Profile Image for Carolina Álvarez Valencia.
96 reviews12 followers
February 6, 2021
Quedé un poco sorprendida de esta aproximación antropológica del espacio. Me inquietó esa lectura de la modernidad que hace Augé o, más esa sobremodernidad que él presenta como una lectura de esta época Contemporánea donde se sobrepone el exceso: el exceso de acontecimientos, el achicamiento del mundo (que multiplica los espacios, multiplica la accesibilidad) y el exceso de individualidad.
En esta sobremodernidad es donde afloran los no lugares: espacios de circulación, de consumo, espacios de confluencia "anónima".
Este libro sin duda es referencia para mis inquietudes filosóficas sobre el espacio.

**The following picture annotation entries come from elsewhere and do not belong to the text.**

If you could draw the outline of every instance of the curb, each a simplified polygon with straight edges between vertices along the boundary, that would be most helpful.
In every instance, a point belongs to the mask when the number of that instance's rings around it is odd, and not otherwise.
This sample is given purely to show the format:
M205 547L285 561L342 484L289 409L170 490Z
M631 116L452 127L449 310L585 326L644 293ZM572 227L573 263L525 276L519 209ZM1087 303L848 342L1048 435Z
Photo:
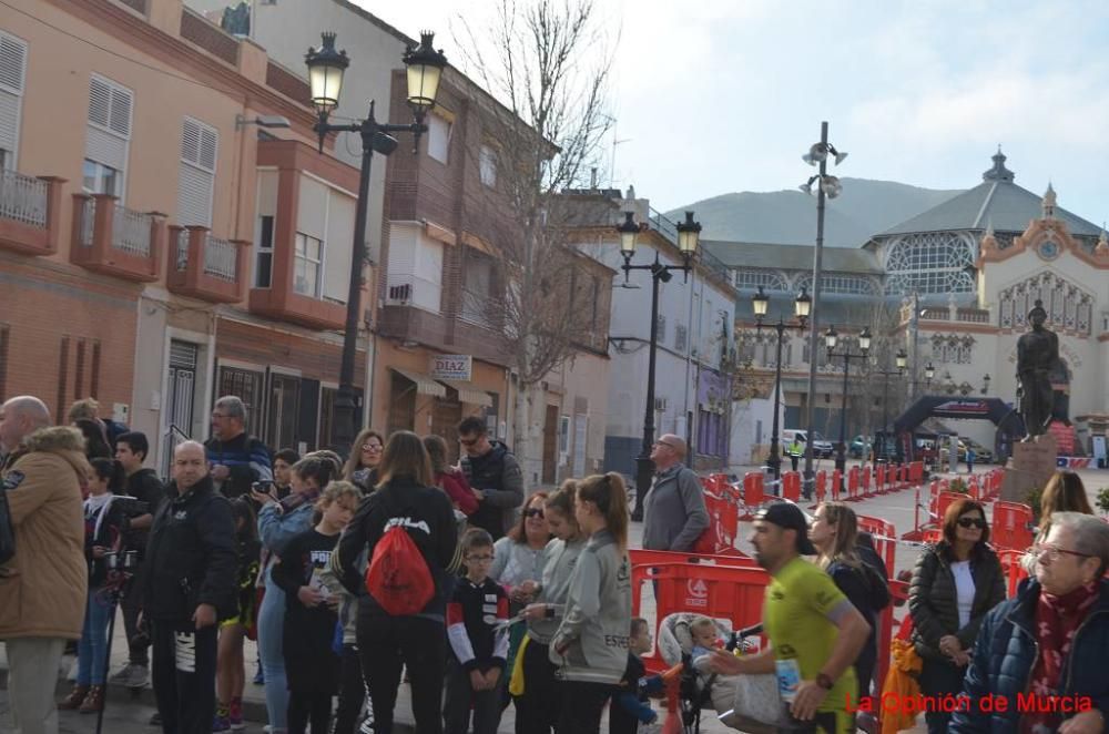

Profile Image for The Thinkery.
8 reviews4 followers
March 26, 2023
A writing style marked by its time: digressions, explored tangents, endless parentheses and interposed sentences. There is a lot of bloat and as a reader you wish Augé would have made the book into an article or worked under a more diligent editor. I say this because some of the parentheses are actually useful explications.

Nevertheless, the concepts of anthropological places, that are invested with meaning through identity, relationality, and historicity, and non-places, turning these aspects into spectacles of signs, are useful. Augé repeats the fluidity of these concepts and that is to the benefit of this work.

Worth the read.
Profile Image for هاجر  حسن.
38 reviews11 followers
January 13, 2022
مدخل ربما يكون لأهل الاختصاص ،لكثافة المصطلحات والاطروحات المفصلة في المجال ،لكن استمتعت كثيراً بالنقاط الواضحة والموجهة للهواة أمثالي في عالم الانثروبولجيا.
الحداثة المفرطة التي يرى الكاتب أنها آفة العالم المعاصر ،والتي تتمثل في الإفراط في الأحداث أو الوفرة الحدثيّة، والوفرة في المكان، والإفراط في تفريد المرجعيات، إفراط ينتج عنه اللاأمكنة - بين مساحات التواجد والعلاقات والمشاعر الوهمية-، واللاهويات - يجب أن تتصرف كالأخرين لتكون أنت ذاتك -
والجميل هنا هو عرض مفهوم - المكان - بشمولية اجتماعية وسياسية ولغوية وأنثروبولوجية ،ومدى تأثير المفهوم وتأثره مع مرور الزمن في كل جانب من هذه الجوانب.